MINSK, May 6 (RIA Novosti) – Russia does not have conclusive evidence that chemical weapons have been used in Syria, Russian Security Council head Nikolai Patrushev said on Monday.
“In my view, no one has reliable information about the use of chemical weapons in Syria,” he said after a meeting with Belarusian President Alexander Lukashenko.
“If anyone does, we would like them to show their evidence that such weapons have indeed been used.”
He stressed there is no evidence that either party in the Syrian conflict has used chemical weapons – either the government or the opposition.
“However, it is crucial to address these questions and conduct an investigation,” Patrushev said.
NATO Secretary General Anders Fogh Rasmussen said on Monday the organization has no information as to who could have used chemical weapons in Syria, expressing regret over the fact that Syrian authorities have not allowed UN inspectors into the country to look into the possible use of such weapons.
At the weekend, an interview was broadcast on a Swiss-Italian TV network in which a leading United Nations official on Syria said that the UN commission to investigate alleged human rights abuses in Syria has heard testimony that the rebels have used chemical weapons.
"According to the testimonies that we have collected, the rebels have used chemical weapons, by using sarin gas," Carla Del Ponte, commissioner of the UN commission to monitor and investigate reported human rights abuses in Syria told Radiotelevisione svizzera.
She said that the accounts came from victims, doctors and field hospitals in neighboring countries, Reuters reported. She gave no further details about when or where sarin gas may have been used.
Sarin is a highly toxic nerve agent, which was reportedly first used for military purposes during the Iran-Iraq war in the 1980s. The best-known sarin gas attack was carried out by the members of Aum Shinrikyo group on the Tokyo subway, killing 13 and injuring dozens.

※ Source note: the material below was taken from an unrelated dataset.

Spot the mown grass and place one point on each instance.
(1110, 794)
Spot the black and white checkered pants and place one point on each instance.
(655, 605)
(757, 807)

The Syrian government and rebel forces have traded accusations of using chemical weapons in recent weeks.
Last month, the White House said in a letter to lawmakers that intelligence gathered by the United States, with the help of opposition forces in Syria, shows the Syrian regime has used chemical weapons on a small scale, but this evidence was later questioned as unclear.
According to recent UN figures, since March 2011 when violent clashes broke out in Syria, about 70,000 people have died there, over 3.6 million people within Syria are classed as “internally displaced,” and over 1.3 million have fled the country.